Fabienne Servan-Schreiber productrice et présidente de Cinétévé.
Fabienne Servan-Schreiber productrice et présidente de Cinétévé.
Fabienne Servan-Schreiber productrice et présidente de Cinétévé. ©Erwan Floc’h

Productrice et présidente de Cinétévé, Fabienne Servan-Schreiber, continue sans relâche de s’investir auprès de plusieurs associations. Féministe et militante, cette femme d’engagement est aussi une grande amoureuse. Durant 47 ans, elle a partagé la vie du charismatique Henri Weber, cet intellectuel et homme politique de gauche, victime du Covid-19 en avril 2020. La retraite ? Elle n’y pense pas vraiment…

Quel a été le déclic de votre vocation ?

Petite fille, j’avais une passion pour l’histoire, grâce à un professeur du collège de Sainte-Marie-des-Invalides, Mme Faure. De même, ma mère qui était une femme très cultivée, me racontait énormément d’histoires. Puis, après mes études, un premier job dans l’audiovisuel aux côtés du merveilleux journaliste et scénariste, Henri de Turenne, va me procurer un choc et faire naître le début de ma passion pour les archives. C’est cela qui m’a orientée vers l’audiovisuel. 

Pourquoi vous êtes-vous tournée vers la production ?

J’aime avant tout comprendre les enjeux de nos sociétés, témoigner et pouvoir, d’une certaine manière, intervenir. Si le rapport au monde m’a intéressée très tôt, je m’étais interdit de faire du journalisme car il y avait trop de journalistes dans ma famille, et pour cause... Après des étapes difficiles et dans un milieu où il y a peu d’élus, j’ai réussi à devenir productrice, poussée par l’envie de matérialiser les idées de films que j’avais en tête. 

Qu’est-ce qui vous a motivée à fonder votre maison de production ?

J’avais la chance de vivre avec Henri Weber qui recevait à la maison de brillants esprits tels que Régis Debray, Nicos Poulantzas et bien d’autres… Impressionnée par leurs idées et leur culture - à l’époque, ils n’avaient pas un accès facile au petit écran -, je voulais devenir une courroie de transmission entre ces spécialistes et le monde de la télévision. Cela m’a poussée à la création de Cinétévé. Très vite, j’ai produit un de nos premiers films avec Gérard Chaliand, en faisant une adaptation de son formidable Atlas Stratégique. 

Quel est le positionnement de Cinétévé ? 

Nous nous sommes appelés Cinétévé pour faire des films à la fois pour le cinéma et la télévision. Si nous avons produit une dizaine de longs métrages, Cinétévé produit très majoritairement pour la télévision : documentaires, séries et fictions, spectacles vivants, captations, programmes courts, magazines et opérations spéciales.

La démultiplication des canaux est-elle une opportunité pour la création ?

L’ouverture d’un marché est évidemment une opportunité extraordinaire, entre autres ces plateformes américaines qui doivent maintenant financer de la production française.  Mais la question est de savoir ce qu’ils vont produire. L’exemple du média en ligne, Brut, est à ce titre intéressant car ils font appel à des documentaires engagés.  

Comment procédez-vous dans vos choix ?

Il n’y a pas de règles. Il arrive que des auteurs ou des réalisateurs nous proposent des idées et nous sommes séduits ; ou à l’inverse, les idées viennent de nous. Comme dans l’édition, on s’adapte aux demandes du marché, même si mes équipes et moi-même, aimons produire des films qui contribuent à la connaissance, à la réflexion, ou participent au débat d’idées.

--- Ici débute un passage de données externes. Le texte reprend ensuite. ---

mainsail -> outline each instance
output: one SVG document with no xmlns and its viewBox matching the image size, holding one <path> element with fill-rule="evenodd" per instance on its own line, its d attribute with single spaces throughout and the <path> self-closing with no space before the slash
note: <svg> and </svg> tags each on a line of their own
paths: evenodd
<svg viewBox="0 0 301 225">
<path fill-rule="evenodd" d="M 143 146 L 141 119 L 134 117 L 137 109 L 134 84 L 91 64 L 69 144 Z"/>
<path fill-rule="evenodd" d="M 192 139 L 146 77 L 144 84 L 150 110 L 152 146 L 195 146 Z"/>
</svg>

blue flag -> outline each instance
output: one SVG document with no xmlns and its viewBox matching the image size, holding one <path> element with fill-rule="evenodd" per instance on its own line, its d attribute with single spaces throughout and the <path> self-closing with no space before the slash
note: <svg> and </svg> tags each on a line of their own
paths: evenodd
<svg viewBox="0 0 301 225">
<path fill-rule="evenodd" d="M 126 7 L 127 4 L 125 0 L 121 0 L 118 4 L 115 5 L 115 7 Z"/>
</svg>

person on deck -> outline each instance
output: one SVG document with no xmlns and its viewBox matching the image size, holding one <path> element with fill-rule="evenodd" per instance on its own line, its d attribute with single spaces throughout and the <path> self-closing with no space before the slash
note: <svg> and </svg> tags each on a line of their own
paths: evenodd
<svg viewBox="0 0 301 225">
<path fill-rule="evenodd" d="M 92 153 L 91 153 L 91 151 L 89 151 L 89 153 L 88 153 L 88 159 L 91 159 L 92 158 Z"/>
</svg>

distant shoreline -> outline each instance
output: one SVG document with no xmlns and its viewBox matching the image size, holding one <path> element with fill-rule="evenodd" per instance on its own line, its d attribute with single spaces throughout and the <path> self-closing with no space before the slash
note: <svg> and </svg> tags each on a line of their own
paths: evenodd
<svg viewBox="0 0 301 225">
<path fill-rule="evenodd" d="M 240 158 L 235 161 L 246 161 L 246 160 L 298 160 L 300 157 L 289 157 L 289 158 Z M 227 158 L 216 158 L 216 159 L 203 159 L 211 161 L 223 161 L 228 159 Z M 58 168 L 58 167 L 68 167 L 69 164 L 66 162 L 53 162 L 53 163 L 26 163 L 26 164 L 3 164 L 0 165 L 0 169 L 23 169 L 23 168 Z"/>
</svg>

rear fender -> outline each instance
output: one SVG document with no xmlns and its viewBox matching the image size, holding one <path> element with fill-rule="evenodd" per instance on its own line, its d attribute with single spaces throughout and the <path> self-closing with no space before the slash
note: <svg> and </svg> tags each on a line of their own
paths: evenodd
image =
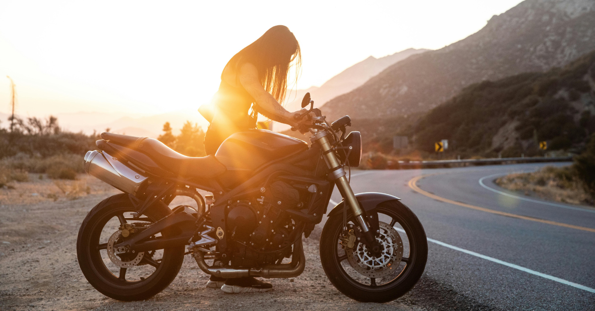
<svg viewBox="0 0 595 311">
<path fill-rule="evenodd" d="M 368 221 L 369 222 L 370 227 L 372 229 L 375 231 L 378 230 L 379 225 L 378 222 L 378 214 L 374 212 L 374 210 L 378 207 L 378 205 L 382 204 L 386 202 L 392 201 L 394 200 L 400 200 L 400 199 L 391 196 L 390 194 L 387 194 L 386 193 L 380 193 L 378 192 L 364 192 L 362 193 L 358 193 L 355 195 L 356 199 L 358 199 L 358 202 L 359 203 L 359 206 L 364 209 L 366 212 L 366 217 Z M 341 201 L 340 203 L 337 204 L 334 208 L 331 210 L 331 212 L 328 213 L 328 217 L 333 217 L 334 216 L 342 216 L 343 210 L 345 208 L 345 201 Z M 349 218 L 353 212 L 351 211 L 351 209 L 347 209 L 347 216 Z"/>
</svg>

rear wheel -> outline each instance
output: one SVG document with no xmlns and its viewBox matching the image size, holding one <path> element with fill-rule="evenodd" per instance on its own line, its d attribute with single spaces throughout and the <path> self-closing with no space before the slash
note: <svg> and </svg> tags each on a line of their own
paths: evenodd
<svg viewBox="0 0 595 311">
<path fill-rule="evenodd" d="M 131 253 L 112 246 L 125 238 L 124 224 L 149 225 L 171 212 L 154 206 L 137 219 L 128 195 L 117 194 L 95 206 L 83 221 L 77 240 L 79 265 L 93 287 L 102 294 L 123 301 L 146 299 L 159 293 L 176 278 L 184 260 L 184 246 Z M 167 236 L 161 233 L 151 238 Z"/>
<path fill-rule="evenodd" d="M 350 237 L 359 230 L 358 223 L 347 217 L 345 229 L 342 213 L 324 225 L 320 259 L 328 279 L 342 293 L 360 301 L 383 303 L 401 297 L 419 279 L 428 242 L 417 217 L 400 201 L 384 202 L 374 212 L 380 222 L 380 256 L 373 256 L 364 243 Z M 348 243 L 350 237 L 352 244 Z"/>
</svg>

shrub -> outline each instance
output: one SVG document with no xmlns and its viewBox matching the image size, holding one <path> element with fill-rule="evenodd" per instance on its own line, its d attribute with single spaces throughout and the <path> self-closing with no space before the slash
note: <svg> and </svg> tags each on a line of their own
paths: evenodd
<svg viewBox="0 0 595 311">
<path fill-rule="evenodd" d="M 76 172 L 68 167 L 54 167 L 47 171 L 48 177 L 52 179 L 76 179 Z"/>
<path fill-rule="evenodd" d="M 575 157 L 573 167 L 584 184 L 585 190 L 595 196 L 595 134 L 591 135 L 585 151 Z"/>
<path fill-rule="evenodd" d="M 13 169 L 5 166 L 0 167 L 0 187 L 11 181 L 22 183 L 29 181 L 29 175 L 22 169 Z"/>
</svg>

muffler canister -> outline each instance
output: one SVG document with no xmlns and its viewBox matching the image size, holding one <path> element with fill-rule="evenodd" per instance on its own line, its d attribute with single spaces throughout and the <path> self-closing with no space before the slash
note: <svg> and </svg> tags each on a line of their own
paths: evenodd
<svg viewBox="0 0 595 311">
<path fill-rule="evenodd" d="M 84 170 L 102 181 L 133 196 L 147 183 L 146 177 L 135 172 L 105 151 L 87 152 L 84 155 Z"/>
</svg>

Les productions dont vous êtes particulièrement fière ?

Les murs de Santiago car il s’agit du premier film que j’ai produit et co-réalisé. C’était à l’occasion des dix ans du coup d’état chilien. Sans avoir d’autorisation, nous sommes partis, Pierre Devert, Pierre Boffety et moi-même, et nous avons réussi à tourner. Autant dire qu’on ne s’attendait pas à ce qu’il soit vendu dans quinze pays !

Parmi mes autres grandes fiertés, il y a Lumière et Compagnie, un film réalisé en 1995, pour le 100e anniversaire de la création du cinéma : on avait sollicité 40 metteurs en scène du monde entier - dont David Lynch, Zhang Imou, Abbas Kiarostami, James Ivory … Chacun devait réaliser un film d’une minute avec la caméra restaurée et dans les mêmes conditions qu’il y a un siècle, c’est-à-dire sans zoom, ni son synchrone ! Aujourd’hui encore, on trouve ce film dans toutes les universités américaines. Pour la petite histoire, David Lynch nous a même contactés car il voulait le répertorier dans sa filmographie ! 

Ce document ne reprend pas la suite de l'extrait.